Dans ma pipe je brûlerai mes souvenirs d'enfance.
Little Inferno, comme tous les jeux indépendants, est à prendre avec beaucoup de distance en tant que " jeu ". Même ceux qui recherchent autant d'objectifs que dans World of Goo seront déçus, mais ceux qui sont partis avec la curiosité de découvrir un jeu terriblement triste, cruel, et drôle à la fois repartiront, comme moi, la larme à l'œil et l'envie, de temps à autre, de retourner un instant dans ce foyer de divertissement.
S'il y a un but dans Little Inferno, il est l'illustration même de l'inutilité ; brûler des choses, pour gagner de l'argent, pour acheter de nouvelles choses, pour les brûler, pour gagner de l'argent, pour acheter de nouvelles choses, pour gagner de l'argent. Sur le papier autant que dans le jeu, c'est un excellent pas en avant vers l'évolution du jeu en tant qu'art ; si, notamment grâce aux avant-gardes de la fin du XIX°, quelques artistes, auteurs et dramaturges, ont été les maîtres de l'art pour l'art, Little Inferno prône à nouveau ce courant esthétique (et graphiquement, quelle esthétique !) en nous balançant dans ce foyer de divertissement et nous proposant, sans savoir qui on peut bien être, de brûler, de créer des réactions en chaîne, de se réchauffer au milieu de la neige et du froid hivernal (même si comme moi on achète ce jeu le 15 mai). Et c'est aussi jouissif que c'est triste.
Et c'est là que Little Inferno joue admirablement sur deux plans ; il est d'une absolue inutilité, mais par là même, il est une critique subtile et encore plus cynique que World of Goo d'un monde inutile en lui-même.

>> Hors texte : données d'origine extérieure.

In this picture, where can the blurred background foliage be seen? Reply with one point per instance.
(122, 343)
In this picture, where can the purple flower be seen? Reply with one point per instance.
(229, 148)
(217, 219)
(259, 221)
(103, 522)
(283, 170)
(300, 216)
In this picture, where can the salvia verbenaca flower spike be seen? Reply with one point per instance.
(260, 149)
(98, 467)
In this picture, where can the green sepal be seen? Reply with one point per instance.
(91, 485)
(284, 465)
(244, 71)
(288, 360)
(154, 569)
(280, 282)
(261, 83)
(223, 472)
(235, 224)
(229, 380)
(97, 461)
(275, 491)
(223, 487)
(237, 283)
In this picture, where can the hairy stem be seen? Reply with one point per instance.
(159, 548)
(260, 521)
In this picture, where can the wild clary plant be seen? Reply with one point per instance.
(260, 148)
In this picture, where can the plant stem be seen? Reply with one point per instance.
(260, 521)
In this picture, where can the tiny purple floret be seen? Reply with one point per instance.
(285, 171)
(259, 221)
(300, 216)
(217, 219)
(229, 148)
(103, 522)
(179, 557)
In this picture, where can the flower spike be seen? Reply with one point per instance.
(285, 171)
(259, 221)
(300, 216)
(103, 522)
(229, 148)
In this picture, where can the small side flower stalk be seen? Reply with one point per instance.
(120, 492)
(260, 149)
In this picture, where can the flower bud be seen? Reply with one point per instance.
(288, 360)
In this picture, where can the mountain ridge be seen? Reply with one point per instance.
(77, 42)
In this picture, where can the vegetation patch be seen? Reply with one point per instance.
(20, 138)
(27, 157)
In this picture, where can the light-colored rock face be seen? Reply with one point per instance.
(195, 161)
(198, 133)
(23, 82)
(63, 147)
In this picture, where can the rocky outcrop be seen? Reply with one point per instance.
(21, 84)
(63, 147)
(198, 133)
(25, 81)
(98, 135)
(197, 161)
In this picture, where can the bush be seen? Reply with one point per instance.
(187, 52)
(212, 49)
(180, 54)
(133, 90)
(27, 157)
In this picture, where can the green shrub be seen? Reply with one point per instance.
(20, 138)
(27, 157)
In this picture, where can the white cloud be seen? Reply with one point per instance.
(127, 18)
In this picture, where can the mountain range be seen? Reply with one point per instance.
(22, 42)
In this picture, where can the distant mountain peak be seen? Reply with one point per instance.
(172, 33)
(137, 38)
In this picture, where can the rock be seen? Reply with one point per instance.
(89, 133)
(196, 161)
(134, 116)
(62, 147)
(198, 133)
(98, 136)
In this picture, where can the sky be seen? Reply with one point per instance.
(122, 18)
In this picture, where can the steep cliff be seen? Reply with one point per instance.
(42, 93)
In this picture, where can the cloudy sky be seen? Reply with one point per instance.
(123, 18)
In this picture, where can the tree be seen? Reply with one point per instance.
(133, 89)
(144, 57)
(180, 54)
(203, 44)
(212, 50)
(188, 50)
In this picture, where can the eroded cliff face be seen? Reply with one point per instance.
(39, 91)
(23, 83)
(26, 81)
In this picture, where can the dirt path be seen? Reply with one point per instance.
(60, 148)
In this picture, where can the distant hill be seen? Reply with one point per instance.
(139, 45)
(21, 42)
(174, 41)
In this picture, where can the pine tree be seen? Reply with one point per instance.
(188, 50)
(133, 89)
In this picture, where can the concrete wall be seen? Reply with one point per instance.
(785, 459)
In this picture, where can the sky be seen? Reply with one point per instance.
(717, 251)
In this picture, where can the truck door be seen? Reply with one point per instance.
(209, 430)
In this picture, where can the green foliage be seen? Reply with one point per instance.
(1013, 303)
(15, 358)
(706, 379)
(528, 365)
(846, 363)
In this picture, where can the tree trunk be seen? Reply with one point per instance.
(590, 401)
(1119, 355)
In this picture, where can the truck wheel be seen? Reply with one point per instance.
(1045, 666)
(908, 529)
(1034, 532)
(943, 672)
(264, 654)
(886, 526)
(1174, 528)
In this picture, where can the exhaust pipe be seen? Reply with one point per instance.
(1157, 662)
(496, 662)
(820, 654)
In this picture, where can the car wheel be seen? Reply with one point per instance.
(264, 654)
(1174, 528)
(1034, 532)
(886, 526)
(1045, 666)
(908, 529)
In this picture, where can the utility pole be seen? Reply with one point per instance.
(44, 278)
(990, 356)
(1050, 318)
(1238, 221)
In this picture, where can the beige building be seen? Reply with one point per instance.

Comme l'indique la merveilleuse vidéo qui introduit le deuxième catalogue, qu'y a-t-il de mieux que d'avoir des jouets ? Brûler des jouets ! Et en racheter ! Et tandis que le monde se gèle, les foyers se réchauffent, peu importe ce qu'il y est mis à brûler dedans ; le jeu nous invite même dans une sorte de voyeurisme, le Little Inferno est le seul décor, et nous n'avons connaissance du monde extérieur que par des lettres, et des évènements extérieurs brutaux et inattendus. Ces lettres, lettres de mamie, lettres d'amour de la voisine qui se désespère de ne pas avoir de réponse, sinon les deux ou trois objets qu'on lui envoie, ou même prévisions météo qui nous font presque culpabiliser, on les brûle. De même que des jouets pirates, que des pandas en peluche, qu'une photo de famille de quelqu'un d'autre, ou même de ses propres souvenirs pris au hasard — quel " hasard " que les images proposées par le jeu sur mon ordinateur soient des photos de quelque chose que j'aurais rêvé de brûler et qui avait une grande importance pour moi. Le jeu touche extrêmement l'intériorité de chacun, et pour qui a un minimum de sensibilité, fait appel à la fois à la nostalgie, grâce à la musique magnifique, bien que celle de World of Goo soit parfois un peu plus triste, et à l'avidité. Et puis cette fin, ce scénario qui ne dévoile jamais qui est réellement Sugar Plumps, cette esthétique qui ne peut que rappeler Limbo dans ce qu'il a de plus poétique et de plus triste, cette neige, et cette rencontre finale évidemment parallèle à Charlie et la Chocolaterie (rappelée explicitement par les paroles du gardien des leviers d'ailleurs) ; cette usine dramatique, cette ville qui respire la mort, ce désir de partir là-haut bien au-delà de la ville dans un ascenseur qui ne peut que monter, créent une poésie finale qui joue aussi bien sur Charlie et la Chocolaterie que sur The Truman Show. Et cette musique…
Dans Little Inferno, tout le caractère d'immédiateté et de surconsommation, souligné en plus par les descriptions cyniques des objets à acheter, est à la fois le moteur du jeu et de ce qui le rend, dans tous les sens du terme, ludique, et est également, subtilement, à travers ses propos et ses mécanismes, une remise en question du monde moderne. À partir de là, la question " Le jeu est-il un art ? " n'a plus à se poser. Little Inferno part du principe que bien sûr, le jeu est un art, qui peut aussi bien s'arrêter au simple " message " social — qu'il évite cependant grâce à son cynisme de faire tomber dans la facilité et l'évidence, ce qui le sauve — qu'aller toujours plus loin dans l'affirmation de son esthétique. Et, comble de l'excellence, et rares sont les œuvres d'art qui depuis des siècles ont réussi à le faire, le jeu, dans un grand équilibre, réussit à marier les deux.